We observed more than four points of change for two thirds of the patients in the invasive group and in one third of the conservative treatment group. The strength evaluation was done expecting a change of four points for at least 30% of the invasively treated patients, while we expected a smaller change for patients with conservative treatment. In the short time span of 4 weeks, minimal physical benefit from exercise or optimized medical treatment could be expected. The severity of disease was lower in the conservative treatment group, where symptoms of claudication were predominant. This means that we had a large effect of information and reassurance given to the patient. Some of the improvement could also be the result of response shift (the patient adapting to the diagnosis). To evaluate reliability through test and retest, ICC was calculated for the conservative group, and the result of 0.66 indicates good reliability, but may be underestimated in this study, the observed improvement in QoL scores for the conservative treatment group taken in account. As the conservative group was restricted to claudicants, reliability has not been tested with ICC for patients with CLI.
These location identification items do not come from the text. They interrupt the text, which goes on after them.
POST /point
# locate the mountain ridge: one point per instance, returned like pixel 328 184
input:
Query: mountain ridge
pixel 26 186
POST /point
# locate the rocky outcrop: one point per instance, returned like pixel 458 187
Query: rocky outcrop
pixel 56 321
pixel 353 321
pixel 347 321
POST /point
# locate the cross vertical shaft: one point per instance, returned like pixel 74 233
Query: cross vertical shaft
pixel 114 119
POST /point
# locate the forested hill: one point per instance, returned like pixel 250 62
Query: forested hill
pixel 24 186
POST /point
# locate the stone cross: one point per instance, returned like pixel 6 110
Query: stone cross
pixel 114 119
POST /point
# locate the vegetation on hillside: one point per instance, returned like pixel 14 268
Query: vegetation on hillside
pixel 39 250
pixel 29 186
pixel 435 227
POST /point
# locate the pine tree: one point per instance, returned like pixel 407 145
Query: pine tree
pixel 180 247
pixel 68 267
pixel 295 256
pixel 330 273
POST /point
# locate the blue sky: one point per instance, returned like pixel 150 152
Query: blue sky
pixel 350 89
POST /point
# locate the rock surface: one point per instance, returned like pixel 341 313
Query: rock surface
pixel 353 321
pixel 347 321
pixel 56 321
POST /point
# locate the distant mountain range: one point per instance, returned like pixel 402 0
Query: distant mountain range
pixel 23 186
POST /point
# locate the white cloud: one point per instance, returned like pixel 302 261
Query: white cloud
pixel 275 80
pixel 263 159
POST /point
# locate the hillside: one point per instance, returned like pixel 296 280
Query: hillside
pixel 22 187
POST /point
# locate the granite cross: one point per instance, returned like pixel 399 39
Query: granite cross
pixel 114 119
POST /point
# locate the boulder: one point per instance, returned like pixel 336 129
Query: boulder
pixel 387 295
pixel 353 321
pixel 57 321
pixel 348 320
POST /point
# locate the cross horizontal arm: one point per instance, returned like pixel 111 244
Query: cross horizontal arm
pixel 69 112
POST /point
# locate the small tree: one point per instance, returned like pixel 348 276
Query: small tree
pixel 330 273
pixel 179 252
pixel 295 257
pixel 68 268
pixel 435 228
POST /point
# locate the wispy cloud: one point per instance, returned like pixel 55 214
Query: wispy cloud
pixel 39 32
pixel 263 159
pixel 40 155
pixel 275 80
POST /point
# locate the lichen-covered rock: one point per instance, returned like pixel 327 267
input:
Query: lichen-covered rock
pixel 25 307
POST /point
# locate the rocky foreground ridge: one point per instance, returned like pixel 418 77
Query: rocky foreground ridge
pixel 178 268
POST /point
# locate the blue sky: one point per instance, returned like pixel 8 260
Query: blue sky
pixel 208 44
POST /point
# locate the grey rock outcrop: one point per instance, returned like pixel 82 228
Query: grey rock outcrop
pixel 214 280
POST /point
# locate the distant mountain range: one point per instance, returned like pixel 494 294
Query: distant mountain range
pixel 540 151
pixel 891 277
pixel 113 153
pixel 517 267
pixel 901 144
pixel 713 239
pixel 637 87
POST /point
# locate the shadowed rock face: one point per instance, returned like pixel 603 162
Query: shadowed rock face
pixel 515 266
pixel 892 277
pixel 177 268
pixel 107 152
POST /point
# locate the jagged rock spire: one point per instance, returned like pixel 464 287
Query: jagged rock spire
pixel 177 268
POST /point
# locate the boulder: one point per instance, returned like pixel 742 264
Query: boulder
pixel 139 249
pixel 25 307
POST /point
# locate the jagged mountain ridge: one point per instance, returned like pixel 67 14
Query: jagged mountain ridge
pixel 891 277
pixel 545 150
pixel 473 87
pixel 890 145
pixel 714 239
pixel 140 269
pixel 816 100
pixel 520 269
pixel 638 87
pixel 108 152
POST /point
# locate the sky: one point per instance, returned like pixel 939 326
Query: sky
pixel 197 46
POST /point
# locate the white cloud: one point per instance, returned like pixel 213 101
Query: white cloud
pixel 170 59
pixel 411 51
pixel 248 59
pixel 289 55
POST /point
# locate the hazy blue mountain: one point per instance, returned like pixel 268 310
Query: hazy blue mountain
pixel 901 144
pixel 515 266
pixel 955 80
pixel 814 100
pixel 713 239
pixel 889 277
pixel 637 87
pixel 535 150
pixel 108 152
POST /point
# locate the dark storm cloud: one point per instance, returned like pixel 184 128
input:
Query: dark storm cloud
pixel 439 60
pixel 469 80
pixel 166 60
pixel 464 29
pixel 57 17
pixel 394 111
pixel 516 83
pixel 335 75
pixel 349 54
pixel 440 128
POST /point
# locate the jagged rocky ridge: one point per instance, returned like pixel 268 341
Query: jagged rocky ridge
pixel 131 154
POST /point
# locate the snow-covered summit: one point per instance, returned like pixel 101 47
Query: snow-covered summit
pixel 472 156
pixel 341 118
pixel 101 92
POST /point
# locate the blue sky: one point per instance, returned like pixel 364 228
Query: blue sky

SF-36 is a profile, while VQ-6 gives an index. This complicates the comparison of these instruments. The component summary scores of SF-36 are less sensitive to changes affecting only a few domains, as for patients with PAD. Low scores in physical domains will inflate the MCS and visa versa [32].

Since the two instruments were administered together, external factors not specific to the disease (patients feel sad, tired, hungry etc.) could influence the answers to both questionnaires, and lead to a higher correlation than the underlying traits account for [14]. This effect is not possible to quantify. Most patients received information about the study and filled in their questionnaires at home, but a possible at site recruitment bias can have occurred. For patients with CLI and acute admission, at site recruitment was the only option to include these patients.

VascuQoL is intended to cover the spectrum of severity of PAD. Patients with CLI will probably have a lower score due to pain and concern, while patients with IC have more restrictions in activity. As the short form (VQ-6) contains two items about activity (activity and walking), the relationship between VQ-6 summary score and clinical improvement may be greater for patients with IC.

Clinically significant improvement or deterioration needs to be translated into points of change in results from the questionnaire in the individual patient. The MID indicates the lowest change in score that can be interpreted as improvement or deterioration relevant to the patient. For VQ-25 the MID has been discussed in recent articles by Conijn [33, 34]. As we anchored MID calculation in an evaluation of symptom change by the vascular surgeon, there is a possible bias towards improvement after treatment. Based on our analysis, combined with earlier research concerning correlation between VQ-6 and VQ-25 [12] and change in VQ-25 score [21, 25], we would recommend two points of change as indicative and four points as a certain change in either direction for the individual patient after treatment. This is probably a conservative recommendation, but further research in larger patient samples is needed to establish how many points of change constitutes the “true” change.

Conclusions

VQ-6 is a reliable and valid instrument for evaluation of QoL in patients suffering from PAD in clinical practice, and the summary score can be used in group comparisons, for instance in vascular registries. PROMs constitute an important individual outcome measure not covered by physical measurements of ABI and walking capacity.